El ministro de Desarrollo Productivo, Rural y Agua, Óscar Mario Justiniano, reveló que en los últimos meses se identificaron serias irregularidades en la adquisición de bobinas para la producción de leche en plantas ubicadas en Achacachi (La Paz), San Andrés (Beni) y Challapata (Oruro). Las investigaciones apuntan a la posible adjudicación dirigida de contratos dentro de la Empresa Boliviana de Alimentos y Derivados (EBA) para favorecer a una única empresa proveedora.
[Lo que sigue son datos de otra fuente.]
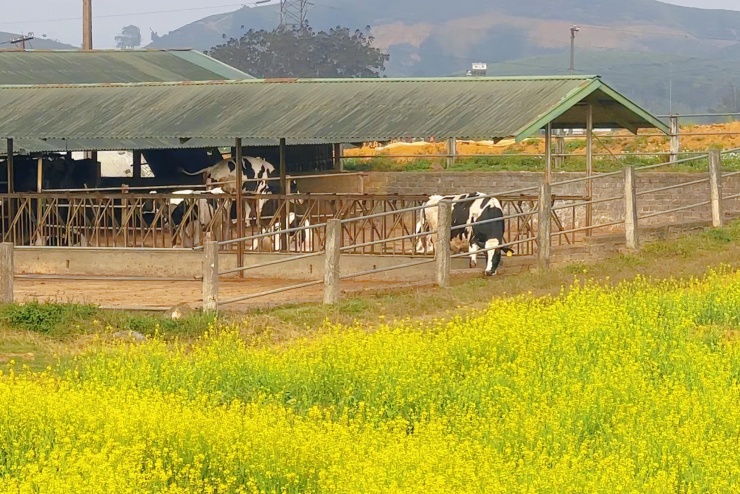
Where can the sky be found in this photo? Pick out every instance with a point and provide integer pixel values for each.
(62, 19)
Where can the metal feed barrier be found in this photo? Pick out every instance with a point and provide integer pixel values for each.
(543, 236)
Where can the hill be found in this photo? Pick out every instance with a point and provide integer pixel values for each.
(635, 44)
(36, 43)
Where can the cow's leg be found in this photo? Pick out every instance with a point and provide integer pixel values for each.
(473, 255)
(493, 257)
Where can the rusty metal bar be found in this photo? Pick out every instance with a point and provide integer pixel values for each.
(595, 201)
(239, 203)
(388, 268)
(674, 210)
(272, 263)
(270, 292)
(670, 187)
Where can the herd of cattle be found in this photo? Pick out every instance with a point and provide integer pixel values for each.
(476, 218)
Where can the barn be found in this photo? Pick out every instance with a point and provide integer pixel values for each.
(41, 67)
(280, 113)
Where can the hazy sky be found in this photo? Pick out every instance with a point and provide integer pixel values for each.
(62, 19)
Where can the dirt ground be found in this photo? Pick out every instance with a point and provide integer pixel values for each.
(162, 295)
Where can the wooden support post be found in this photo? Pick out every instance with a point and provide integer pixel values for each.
(40, 239)
(98, 168)
(137, 164)
(332, 290)
(11, 188)
(548, 153)
(715, 187)
(630, 208)
(544, 226)
(451, 152)
(39, 174)
(286, 191)
(6, 273)
(237, 157)
(589, 166)
(124, 215)
(11, 182)
(210, 275)
(442, 249)
(337, 156)
(559, 151)
(87, 24)
(675, 145)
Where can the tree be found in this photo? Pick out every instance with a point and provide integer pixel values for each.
(304, 53)
(129, 38)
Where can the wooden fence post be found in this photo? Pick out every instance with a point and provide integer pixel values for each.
(675, 145)
(6, 273)
(210, 275)
(544, 226)
(630, 208)
(715, 187)
(442, 249)
(333, 251)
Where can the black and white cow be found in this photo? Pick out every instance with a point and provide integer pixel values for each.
(258, 177)
(473, 227)
(302, 239)
(189, 217)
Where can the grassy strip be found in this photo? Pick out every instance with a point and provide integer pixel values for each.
(510, 162)
(36, 332)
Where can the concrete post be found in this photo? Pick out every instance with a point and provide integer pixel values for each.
(630, 208)
(544, 226)
(715, 187)
(210, 276)
(451, 152)
(442, 249)
(6, 273)
(675, 138)
(332, 289)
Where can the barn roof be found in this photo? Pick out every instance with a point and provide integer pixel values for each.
(110, 66)
(330, 110)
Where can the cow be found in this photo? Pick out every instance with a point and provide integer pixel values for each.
(487, 232)
(256, 172)
(189, 217)
(467, 234)
(303, 238)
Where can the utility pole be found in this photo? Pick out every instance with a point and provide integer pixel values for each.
(573, 31)
(292, 13)
(21, 41)
(87, 24)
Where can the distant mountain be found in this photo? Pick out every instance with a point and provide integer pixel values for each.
(663, 55)
(36, 43)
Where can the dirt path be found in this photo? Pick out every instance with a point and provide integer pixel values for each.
(162, 295)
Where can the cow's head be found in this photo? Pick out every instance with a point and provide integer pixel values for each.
(493, 258)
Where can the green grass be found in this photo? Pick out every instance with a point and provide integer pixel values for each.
(508, 162)
(38, 334)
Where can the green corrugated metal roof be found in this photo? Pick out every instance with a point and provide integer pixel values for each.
(111, 66)
(338, 110)
(29, 146)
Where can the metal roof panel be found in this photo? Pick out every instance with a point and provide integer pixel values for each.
(329, 110)
(110, 66)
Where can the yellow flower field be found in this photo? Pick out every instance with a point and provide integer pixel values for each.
(627, 389)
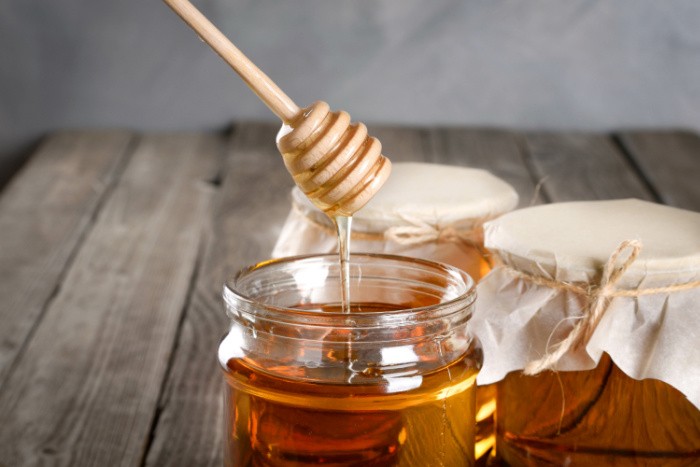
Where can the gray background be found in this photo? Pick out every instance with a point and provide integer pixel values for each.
(545, 64)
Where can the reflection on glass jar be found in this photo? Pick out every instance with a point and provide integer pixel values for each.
(390, 383)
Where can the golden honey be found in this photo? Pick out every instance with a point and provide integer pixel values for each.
(596, 417)
(391, 381)
(273, 421)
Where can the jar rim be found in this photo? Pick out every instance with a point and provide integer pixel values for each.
(463, 300)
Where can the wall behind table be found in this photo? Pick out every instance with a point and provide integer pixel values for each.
(581, 64)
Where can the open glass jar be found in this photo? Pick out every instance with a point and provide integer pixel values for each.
(390, 383)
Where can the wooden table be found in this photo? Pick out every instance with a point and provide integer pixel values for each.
(114, 247)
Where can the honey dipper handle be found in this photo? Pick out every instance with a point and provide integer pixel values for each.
(259, 82)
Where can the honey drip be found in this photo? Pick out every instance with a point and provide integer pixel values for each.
(596, 417)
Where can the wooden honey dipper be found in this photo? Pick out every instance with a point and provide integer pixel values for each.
(334, 162)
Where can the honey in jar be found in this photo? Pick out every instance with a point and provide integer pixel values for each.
(428, 211)
(590, 330)
(391, 383)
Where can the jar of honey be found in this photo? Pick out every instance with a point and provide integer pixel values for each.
(590, 325)
(429, 211)
(391, 382)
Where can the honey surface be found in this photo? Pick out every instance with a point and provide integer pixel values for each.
(596, 417)
(297, 416)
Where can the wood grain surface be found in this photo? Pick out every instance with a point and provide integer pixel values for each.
(44, 214)
(580, 166)
(86, 387)
(669, 162)
(115, 247)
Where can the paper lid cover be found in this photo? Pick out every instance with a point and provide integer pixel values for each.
(578, 237)
(433, 193)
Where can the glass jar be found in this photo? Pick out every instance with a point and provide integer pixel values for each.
(390, 383)
(589, 325)
(595, 417)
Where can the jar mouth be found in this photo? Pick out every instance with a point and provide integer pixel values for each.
(306, 290)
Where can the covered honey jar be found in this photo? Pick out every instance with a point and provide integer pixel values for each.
(590, 324)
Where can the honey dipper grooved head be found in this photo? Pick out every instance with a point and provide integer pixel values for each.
(333, 161)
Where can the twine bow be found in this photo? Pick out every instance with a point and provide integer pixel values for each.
(599, 298)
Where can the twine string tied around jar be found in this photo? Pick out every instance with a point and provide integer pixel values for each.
(598, 298)
(414, 232)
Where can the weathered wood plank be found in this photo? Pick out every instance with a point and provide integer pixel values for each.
(44, 213)
(579, 166)
(670, 162)
(86, 388)
(252, 206)
(498, 151)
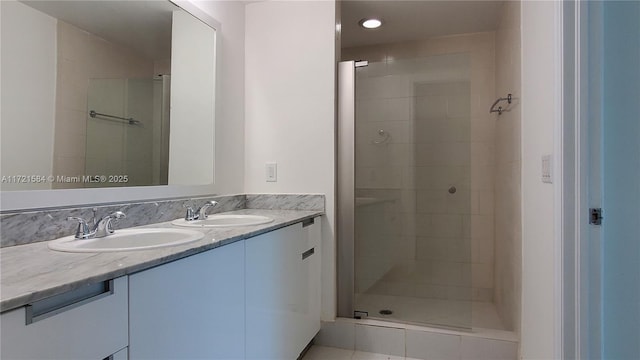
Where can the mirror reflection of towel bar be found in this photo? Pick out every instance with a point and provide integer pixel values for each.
(131, 121)
(499, 109)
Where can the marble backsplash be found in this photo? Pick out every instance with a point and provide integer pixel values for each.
(18, 228)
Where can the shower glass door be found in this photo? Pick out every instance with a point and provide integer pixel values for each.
(412, 224)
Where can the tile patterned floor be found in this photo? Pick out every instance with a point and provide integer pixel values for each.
(329, 353)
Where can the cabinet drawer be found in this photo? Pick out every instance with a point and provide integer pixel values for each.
(83, 328)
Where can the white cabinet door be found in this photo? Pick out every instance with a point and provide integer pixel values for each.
(69, 326)
(191, 308)
(283, 294)
(311, 265)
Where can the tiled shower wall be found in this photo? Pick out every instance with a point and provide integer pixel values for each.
(443, 244)
(83, 56)
(508, 266)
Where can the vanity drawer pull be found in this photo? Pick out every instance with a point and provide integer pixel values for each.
(54, 305)
(308, 253)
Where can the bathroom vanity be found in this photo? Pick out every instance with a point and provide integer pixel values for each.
(238, 293)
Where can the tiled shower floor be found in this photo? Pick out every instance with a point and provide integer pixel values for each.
(439, 312)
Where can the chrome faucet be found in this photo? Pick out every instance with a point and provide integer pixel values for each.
(99, 229)
(104, 228)
(201, 213)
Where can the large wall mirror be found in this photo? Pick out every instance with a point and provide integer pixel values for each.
(106, 94)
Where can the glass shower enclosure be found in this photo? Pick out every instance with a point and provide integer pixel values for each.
(404, 191)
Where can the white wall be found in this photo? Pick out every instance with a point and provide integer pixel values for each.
(540, 114)
(290, 94)
(28, 78)
(229, 128)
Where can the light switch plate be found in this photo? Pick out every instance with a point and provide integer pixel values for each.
(546, 169)
(271, 172)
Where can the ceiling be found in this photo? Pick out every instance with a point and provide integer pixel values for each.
(141, 25)
(415, 20)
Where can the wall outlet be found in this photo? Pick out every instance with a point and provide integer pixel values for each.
(546, 169)
(271, 172)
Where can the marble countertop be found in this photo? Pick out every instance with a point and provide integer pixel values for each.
(33, 272)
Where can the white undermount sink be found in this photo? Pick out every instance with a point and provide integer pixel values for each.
(224, 220)
(128, 240)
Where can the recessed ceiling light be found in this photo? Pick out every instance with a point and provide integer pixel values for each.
(371, 23)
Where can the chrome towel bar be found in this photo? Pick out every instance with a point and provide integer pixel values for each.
(131, 121)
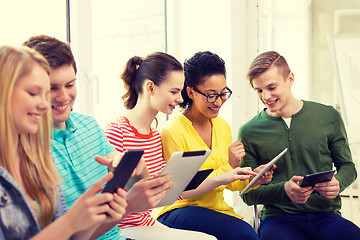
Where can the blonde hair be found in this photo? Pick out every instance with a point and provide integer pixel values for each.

El informe ministerial detalla que funcionarios de la estatal habrían incumplido procedimientos establecidos en el Decreto Supremo 181, gestionando compras mediante cinco Fondos en Avance por un valor total de 1.225.100 bolivianos, asignados directamente a un solo proveedor. Estos recursos fueron distribuidos en cuentas individuales del Sistema de Gestión Pública de Bolivia (SIGEP) a nombre de cinco empleados implicados.
En respuesta a esta situación, la autoridad gubernamental confirmó la destitución inmediata del gerente ejecutivo de EBA, así como de los jefes de las gerencias Financiera, de Producción y Legal, además de varios jefes de unidad y técnicos involucrados en la recepción y transferencia de fondos. Para encaminar la institución, fue nombrada Mónica Roca como nueva gerente ejecutiva, quien ya conformó un renovado equipo directivo.
Actualmente, el caso está bajo auditoría e investigación exhaustiva por parte del Ministerio. El ministro Justiniano subrayó que no se tolerarán actos de corrupción ni desviaciones que perjudiquen los recursos públicos ni la integridad de los trabajadores, marcando una política de “cero tolerancia” frente a estas prácticas ilícitas. “No se puede estafar al pueblo boliviano”, enfatizó.